First, a function to make a gradient chart

def make_gradient_chart(chart, col, colour):
    return  chart.transform_filter(
             f'datum.Measure==="{col}"'
        ).mark_area(
              line = alt.LineConfig(opacity=1, color=colour),
              color=alt.Gradient(
                gradient='linear',
                stops=[
                    alt.GradientStop(color='white', offset=0),
                    alt.GradientStop(color=colour, offset=1)
                ],
                x1=1,
                x2=1,
                y1=1,
                y2=0
            )
        ).encode(
            alt.Stroke(
                'Measure:O', 
            scale=alt.Scale(
                domain=measureCols, 
                range=colours
                )
            )
        )

Now we’ll make a base chart with data binding that we can then pass to our function to decorate with gradient goodness.

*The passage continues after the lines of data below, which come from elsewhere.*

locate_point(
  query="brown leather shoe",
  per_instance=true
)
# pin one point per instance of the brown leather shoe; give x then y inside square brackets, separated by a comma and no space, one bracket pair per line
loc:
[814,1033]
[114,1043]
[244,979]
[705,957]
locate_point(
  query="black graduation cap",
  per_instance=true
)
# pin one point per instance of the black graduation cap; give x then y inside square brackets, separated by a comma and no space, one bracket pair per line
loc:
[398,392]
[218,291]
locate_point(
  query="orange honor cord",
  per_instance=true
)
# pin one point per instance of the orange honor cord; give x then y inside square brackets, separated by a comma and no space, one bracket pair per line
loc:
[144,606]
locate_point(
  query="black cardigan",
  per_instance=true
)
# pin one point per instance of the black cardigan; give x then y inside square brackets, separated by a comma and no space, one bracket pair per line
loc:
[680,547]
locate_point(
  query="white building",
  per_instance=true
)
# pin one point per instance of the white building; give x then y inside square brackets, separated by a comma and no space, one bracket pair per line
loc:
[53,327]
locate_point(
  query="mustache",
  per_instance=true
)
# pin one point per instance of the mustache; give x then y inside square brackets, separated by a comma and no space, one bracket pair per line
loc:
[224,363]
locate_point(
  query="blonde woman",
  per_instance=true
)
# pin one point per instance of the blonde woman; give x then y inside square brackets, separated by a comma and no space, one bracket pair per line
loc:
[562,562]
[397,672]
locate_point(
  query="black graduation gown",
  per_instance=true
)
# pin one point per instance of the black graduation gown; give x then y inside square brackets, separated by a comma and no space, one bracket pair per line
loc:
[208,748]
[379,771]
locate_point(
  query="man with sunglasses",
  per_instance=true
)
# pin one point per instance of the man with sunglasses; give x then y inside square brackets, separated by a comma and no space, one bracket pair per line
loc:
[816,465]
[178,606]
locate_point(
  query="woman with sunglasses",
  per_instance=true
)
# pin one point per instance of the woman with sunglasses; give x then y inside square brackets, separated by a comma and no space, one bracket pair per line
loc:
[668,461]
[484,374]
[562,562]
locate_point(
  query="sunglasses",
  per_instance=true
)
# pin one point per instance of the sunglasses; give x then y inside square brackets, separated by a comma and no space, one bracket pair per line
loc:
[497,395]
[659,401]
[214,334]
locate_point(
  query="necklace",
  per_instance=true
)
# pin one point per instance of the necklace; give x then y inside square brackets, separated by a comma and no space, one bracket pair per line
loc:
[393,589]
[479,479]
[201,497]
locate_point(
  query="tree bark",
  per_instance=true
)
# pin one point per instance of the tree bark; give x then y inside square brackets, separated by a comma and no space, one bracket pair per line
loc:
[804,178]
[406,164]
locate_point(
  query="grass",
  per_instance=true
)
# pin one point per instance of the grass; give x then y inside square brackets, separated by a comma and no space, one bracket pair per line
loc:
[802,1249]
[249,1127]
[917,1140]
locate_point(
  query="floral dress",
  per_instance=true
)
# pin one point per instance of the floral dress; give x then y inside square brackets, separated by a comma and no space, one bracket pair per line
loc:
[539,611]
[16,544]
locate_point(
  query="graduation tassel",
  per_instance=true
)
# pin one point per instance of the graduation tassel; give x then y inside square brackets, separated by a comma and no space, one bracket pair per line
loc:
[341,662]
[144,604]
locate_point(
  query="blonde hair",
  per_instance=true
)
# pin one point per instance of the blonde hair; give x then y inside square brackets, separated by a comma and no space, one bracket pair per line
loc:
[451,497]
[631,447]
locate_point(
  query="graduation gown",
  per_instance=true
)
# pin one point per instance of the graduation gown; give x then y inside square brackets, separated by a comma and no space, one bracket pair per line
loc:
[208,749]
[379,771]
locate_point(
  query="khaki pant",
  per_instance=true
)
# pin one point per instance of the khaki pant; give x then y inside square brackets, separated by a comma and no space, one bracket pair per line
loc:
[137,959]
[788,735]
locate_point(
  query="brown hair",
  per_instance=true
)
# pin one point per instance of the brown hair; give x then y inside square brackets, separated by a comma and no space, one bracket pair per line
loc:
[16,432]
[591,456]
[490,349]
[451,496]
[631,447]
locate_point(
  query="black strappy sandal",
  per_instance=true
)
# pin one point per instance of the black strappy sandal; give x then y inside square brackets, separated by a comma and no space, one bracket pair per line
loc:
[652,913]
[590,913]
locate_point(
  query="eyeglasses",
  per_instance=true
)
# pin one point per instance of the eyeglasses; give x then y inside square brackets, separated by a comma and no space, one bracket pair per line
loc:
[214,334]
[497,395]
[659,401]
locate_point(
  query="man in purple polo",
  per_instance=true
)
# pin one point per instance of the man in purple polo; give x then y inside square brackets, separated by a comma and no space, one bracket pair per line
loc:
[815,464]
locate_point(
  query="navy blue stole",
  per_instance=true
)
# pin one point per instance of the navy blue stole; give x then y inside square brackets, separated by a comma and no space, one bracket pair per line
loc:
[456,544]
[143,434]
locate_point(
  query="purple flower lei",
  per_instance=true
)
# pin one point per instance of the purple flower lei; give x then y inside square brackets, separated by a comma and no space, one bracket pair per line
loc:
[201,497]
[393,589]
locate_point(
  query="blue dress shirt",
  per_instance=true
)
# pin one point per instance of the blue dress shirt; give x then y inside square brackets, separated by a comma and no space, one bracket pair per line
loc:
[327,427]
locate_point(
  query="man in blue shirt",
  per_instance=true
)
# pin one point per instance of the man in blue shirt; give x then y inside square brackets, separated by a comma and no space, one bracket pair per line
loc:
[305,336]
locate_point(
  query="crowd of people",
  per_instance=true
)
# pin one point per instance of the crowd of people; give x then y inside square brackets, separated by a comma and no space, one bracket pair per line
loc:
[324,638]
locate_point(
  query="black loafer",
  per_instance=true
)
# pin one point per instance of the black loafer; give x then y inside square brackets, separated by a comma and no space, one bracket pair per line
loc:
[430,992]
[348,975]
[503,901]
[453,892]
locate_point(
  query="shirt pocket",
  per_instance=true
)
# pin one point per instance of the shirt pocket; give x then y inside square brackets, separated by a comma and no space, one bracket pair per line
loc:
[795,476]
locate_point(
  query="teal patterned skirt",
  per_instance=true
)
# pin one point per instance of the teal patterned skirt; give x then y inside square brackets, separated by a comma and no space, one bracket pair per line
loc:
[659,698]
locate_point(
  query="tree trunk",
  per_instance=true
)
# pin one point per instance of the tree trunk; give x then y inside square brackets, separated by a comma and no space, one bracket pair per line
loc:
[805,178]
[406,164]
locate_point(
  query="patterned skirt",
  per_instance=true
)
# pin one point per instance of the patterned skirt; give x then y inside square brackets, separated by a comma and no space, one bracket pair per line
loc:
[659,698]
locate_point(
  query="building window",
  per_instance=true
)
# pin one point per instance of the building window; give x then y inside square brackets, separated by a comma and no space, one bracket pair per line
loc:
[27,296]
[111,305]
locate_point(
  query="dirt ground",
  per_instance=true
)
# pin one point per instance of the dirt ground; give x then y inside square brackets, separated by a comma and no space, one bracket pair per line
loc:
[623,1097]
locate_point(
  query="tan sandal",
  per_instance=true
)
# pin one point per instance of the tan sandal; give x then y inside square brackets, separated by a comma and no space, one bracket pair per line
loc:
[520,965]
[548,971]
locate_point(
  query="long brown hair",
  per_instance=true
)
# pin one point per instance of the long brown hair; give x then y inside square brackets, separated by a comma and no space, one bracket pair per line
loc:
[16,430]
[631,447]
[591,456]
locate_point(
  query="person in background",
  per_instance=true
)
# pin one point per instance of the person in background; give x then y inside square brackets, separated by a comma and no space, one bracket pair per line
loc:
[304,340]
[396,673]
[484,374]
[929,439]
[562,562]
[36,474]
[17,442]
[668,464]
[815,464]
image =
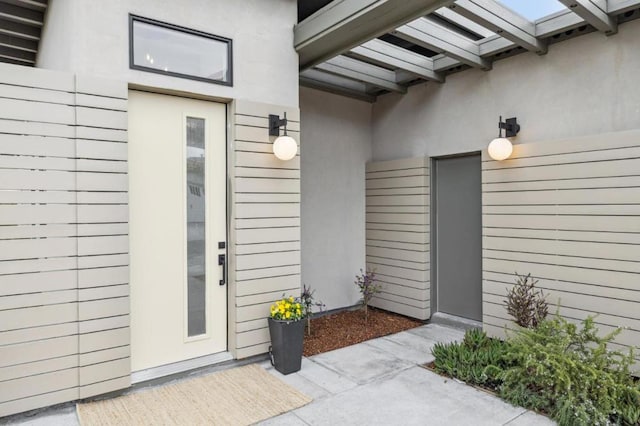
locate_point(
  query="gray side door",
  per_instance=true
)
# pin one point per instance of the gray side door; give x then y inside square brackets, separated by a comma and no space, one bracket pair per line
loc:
[458,236]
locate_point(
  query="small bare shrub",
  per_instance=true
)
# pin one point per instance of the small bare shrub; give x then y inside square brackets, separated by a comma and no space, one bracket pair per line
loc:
[368,287]
[526,304]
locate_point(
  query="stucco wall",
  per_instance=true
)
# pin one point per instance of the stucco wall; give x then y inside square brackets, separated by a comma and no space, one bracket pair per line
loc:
[86,37]
[336,142]
[583,86]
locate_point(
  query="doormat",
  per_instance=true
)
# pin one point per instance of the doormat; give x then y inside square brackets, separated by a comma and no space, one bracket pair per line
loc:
[239,396]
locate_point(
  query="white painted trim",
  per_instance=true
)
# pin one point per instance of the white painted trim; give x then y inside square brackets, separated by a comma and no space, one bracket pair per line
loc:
[179,367]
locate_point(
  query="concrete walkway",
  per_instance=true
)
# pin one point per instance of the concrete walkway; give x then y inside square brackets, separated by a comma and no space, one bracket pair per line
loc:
[380,382]
[377,382]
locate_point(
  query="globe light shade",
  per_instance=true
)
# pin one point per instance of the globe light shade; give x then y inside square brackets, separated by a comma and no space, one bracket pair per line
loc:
[500,149]
[285,148]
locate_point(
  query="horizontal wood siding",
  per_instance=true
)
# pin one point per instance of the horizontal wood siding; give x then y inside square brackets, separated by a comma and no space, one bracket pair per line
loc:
[568,212]
[265,225]
[64,278]
[397,229]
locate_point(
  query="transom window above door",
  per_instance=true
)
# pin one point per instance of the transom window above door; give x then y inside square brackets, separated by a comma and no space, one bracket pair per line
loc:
[163,48]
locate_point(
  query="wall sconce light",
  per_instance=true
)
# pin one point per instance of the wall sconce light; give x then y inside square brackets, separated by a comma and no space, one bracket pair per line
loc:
[284,147]
[501,148]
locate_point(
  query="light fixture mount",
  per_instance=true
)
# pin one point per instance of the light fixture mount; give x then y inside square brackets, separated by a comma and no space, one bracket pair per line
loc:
[275,123]
[510,126]
[285,148]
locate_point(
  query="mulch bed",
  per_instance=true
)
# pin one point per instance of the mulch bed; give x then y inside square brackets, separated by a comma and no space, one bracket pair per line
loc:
[335,331]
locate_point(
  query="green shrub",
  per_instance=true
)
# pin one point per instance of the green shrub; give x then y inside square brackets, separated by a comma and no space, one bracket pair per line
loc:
[570,373]
[478,359]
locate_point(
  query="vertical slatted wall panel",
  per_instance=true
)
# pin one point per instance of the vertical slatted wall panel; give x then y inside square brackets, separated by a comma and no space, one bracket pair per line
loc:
[103,236]
[265,225]
[567,212]
[397,231]
[63,212]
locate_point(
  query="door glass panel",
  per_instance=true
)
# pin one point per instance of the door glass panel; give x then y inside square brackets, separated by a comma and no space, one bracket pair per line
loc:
[196,264]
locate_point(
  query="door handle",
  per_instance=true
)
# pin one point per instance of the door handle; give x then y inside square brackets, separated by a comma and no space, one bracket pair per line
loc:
[222,260]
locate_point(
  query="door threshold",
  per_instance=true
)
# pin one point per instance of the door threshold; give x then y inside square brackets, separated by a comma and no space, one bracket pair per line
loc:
[179,367]
[454,321]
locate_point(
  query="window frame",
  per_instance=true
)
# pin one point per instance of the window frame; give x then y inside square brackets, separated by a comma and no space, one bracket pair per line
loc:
[134,66]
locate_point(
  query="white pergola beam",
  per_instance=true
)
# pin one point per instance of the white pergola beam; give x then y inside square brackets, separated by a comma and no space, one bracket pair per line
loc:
[433,36]
[316,79]
[557,23]
[386,53]
[502,21]
[594,13]
[344,24]
[456,18]
[363,72]
[616,7]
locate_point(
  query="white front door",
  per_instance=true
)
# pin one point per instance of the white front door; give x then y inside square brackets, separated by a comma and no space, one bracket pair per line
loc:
[177,199]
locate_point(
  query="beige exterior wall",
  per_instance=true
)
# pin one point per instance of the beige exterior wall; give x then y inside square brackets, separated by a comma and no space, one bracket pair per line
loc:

colours = [ '#7fc97f', '#beaed4']  
measureCols = list(df.columns[1:])  
   
base = alt.Chart(df
    ).transform_fold(
        measureCols,
        as_=['Measure', 'Value']
    ).encode(
        x=alt.X('Month', type='temporal', title='Month'),
        y=alt.Y('Value',type='quantitative', title='Amount')
    )       

Now we can just iterate over our measure columns, generating a new layer for each and composite into a new layer chart.

chart = alt.layer(
    *[make_gradient_chart(
        base, 
        df.columns[n], 
        colours[n-1]) 
      for n in range(1, df.shape[1])
      ]
)


chart

Clean Up

Before we can use the generated Vega JSON in Deneb, we need to clean up a few things. If you look at any of the Vega from the above charts, you’ll see the dataset is embedded. For Power BI, we need to remove this dataset and set the datasource to dataset We also need to remove the schema definition. dpath (https://github.com/dpath-maintainers/dpath-python) makes this easy:

import json
import dpath.util as dpath

dict = chart.to_dict()

dpath.set(dict, '**/data/name', 'dataset')
dpath.delete(dict, 'datasets')
dpath.delete(dict, '$schema')

with open("chart.json", "w") as fp:
    json.dump(dict , fp, indent = 4) 

We now have a json file that we can copy and paste into Deneb in Power BI:

Bootiful

Acknowledgements

Thanks to Kerry Kolosko for the feedback and for recommending Sandeep Pawar’s tutorial on Jupyter, Altair and Deneb (wish I’d watched that before I got stuck into the code).